Nuit de la culture © noc.turn

Nuit de la culture © noc.turn

Vous êtes intervenus sur les trois vernissages de la série d’expositions « Schaufenster » de la Konschthal. Quelle vision déployez-vous pour ces événements d’importance à l’ouverture d’une exposition ?

L’enjeu est de taille car il s’agit de toucher le public, lui donner un avant-goût de ce qui se prépare à la Konschthal. L’idée est de faire à chaque fois quelque chose d’unique, et qu’à chaque nouvel événement, les gens redécouvrent notre travail et la Konschthal.
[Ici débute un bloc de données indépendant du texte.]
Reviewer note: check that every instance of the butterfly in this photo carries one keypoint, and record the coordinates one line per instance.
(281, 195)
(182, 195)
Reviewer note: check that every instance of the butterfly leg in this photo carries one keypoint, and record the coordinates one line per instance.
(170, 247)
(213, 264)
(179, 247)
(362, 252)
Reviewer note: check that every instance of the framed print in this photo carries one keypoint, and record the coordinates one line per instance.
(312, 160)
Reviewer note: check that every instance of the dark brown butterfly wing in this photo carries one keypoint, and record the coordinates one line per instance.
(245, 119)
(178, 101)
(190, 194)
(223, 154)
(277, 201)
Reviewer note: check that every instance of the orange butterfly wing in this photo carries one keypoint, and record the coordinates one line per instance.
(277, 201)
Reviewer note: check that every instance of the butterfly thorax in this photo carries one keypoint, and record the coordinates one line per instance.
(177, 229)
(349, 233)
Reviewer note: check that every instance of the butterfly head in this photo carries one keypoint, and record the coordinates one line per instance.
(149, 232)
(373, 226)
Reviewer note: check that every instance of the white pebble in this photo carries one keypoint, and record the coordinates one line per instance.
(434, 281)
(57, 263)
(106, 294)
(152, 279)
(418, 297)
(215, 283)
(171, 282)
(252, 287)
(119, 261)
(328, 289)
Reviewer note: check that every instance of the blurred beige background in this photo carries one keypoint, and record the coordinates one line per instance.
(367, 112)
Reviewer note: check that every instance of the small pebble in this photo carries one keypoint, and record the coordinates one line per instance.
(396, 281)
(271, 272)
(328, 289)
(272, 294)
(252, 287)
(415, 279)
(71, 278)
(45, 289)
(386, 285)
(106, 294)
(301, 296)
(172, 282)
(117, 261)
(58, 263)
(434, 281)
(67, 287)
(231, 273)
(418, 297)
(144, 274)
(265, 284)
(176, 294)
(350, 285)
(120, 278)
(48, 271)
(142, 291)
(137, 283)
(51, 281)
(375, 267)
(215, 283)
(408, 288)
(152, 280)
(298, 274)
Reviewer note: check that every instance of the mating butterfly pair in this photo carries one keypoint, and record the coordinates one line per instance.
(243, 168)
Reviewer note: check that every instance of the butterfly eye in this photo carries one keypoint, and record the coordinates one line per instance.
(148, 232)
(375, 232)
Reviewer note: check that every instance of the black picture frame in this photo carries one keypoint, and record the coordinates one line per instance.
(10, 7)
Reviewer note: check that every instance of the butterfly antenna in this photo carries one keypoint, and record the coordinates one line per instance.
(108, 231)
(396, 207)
Nous n’avons pas de recette miracle et nous n’en voulons pas. Nous nous nourrissons des expériences et de nos ressentis face au travail que développent les différents artistes invités. Par exemple, le travail d’Éric Schumacher et Xavier Mary sur la Schaufenster 2 et l’évolution de leurs créations personnelles et artistiques nous ont inspiré lors du processus de création de notre œuvre audiovisuelle. Finalement, nous cherchons à tisser des liens avec l’histoire du lieu, les œuvres exposées et la ligne artistique.